The summit comes at a critical time for San Francisco's bruised image. While there are signs of recovery — an IKEA opened downtown — the city has been hit hard by news of major retailers leaving as street conditions deteriorated over public drug use, homelessness and theft.

“Unfortunately, when you hear about San Francisco, you hear about a lot of negative things," said Priya David Clemens, spokesperson for the host committee. “And APEC is an opportunity for people to come from all around the Pacific Rim, see this city, and go back and tell their friends and family, ‘Hey, San Francisco’s a great place to do business’ and to come back and visit for pleasure.”

Civic and business leaders, government officials and the tourism and conference industry are anxious to counter the narrative that San Francisco is dying or dead as it might become a self-fulfilling prophecy in today's era of snap judgments spread through a viral social media ecosystem built in the city's backyard.
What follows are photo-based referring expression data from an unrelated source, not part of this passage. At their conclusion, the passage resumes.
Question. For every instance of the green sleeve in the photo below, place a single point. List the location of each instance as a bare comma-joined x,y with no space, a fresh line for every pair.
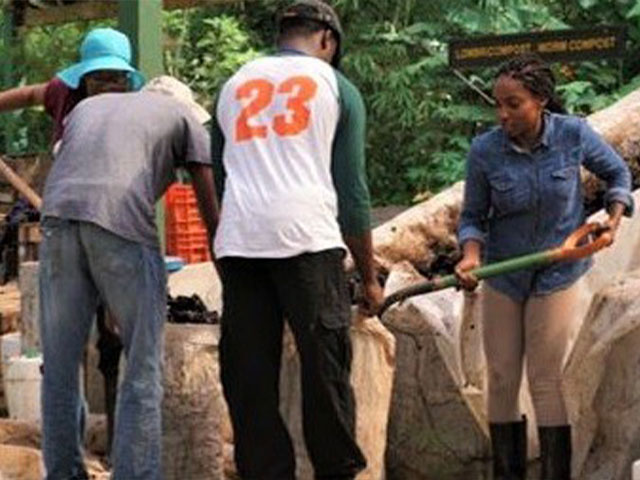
217,149
348,161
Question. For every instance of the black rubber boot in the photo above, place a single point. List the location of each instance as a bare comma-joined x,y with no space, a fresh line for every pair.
509,445
555,452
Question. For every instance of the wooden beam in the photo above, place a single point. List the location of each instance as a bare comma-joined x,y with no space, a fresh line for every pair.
98,9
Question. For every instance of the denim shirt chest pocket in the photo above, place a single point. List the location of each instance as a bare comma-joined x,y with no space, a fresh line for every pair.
563,179
509,194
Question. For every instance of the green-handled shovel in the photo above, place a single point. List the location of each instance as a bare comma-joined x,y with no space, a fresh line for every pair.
585,241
Conditions are not as dire as headlines make out, said Larry Baer, board co-chair of Advance SF, the business group overseeing the campaign. Baer, who is also president and CEO of the San Francisco Giants, said the ads are also aimed at reminding residents of the city's accomplishments.

“It's urging a change in the narrative,” said Baer, a San Francisco native. The city is “like other big cities, with modern day challenges, but also with really a unique sparkle to it.”

“We're not going to have as quick a change perhaps as we want, but I believe ... there’s improvement,” he said.

In September, San Francisco successfully hosted 40,000 attendees of an annual Salesforce conference. City native Marc Benioff, the software company's CEO and chair, raved about how clean and safe streets were around the convention center.

The new ads take some liberties. Apple has its headquarters in Cupertino and Pixar's is in Emeryville, neither of which are San Francisco. The martini may have been invented San Francisco, or in neighboring Martinez. The mai tai was created in 1944 at a Trader Vic’s restaurant in Oakland across the bay.

The modern waterbed, however, was created in San Francisco, by a design student at San Francisco State University.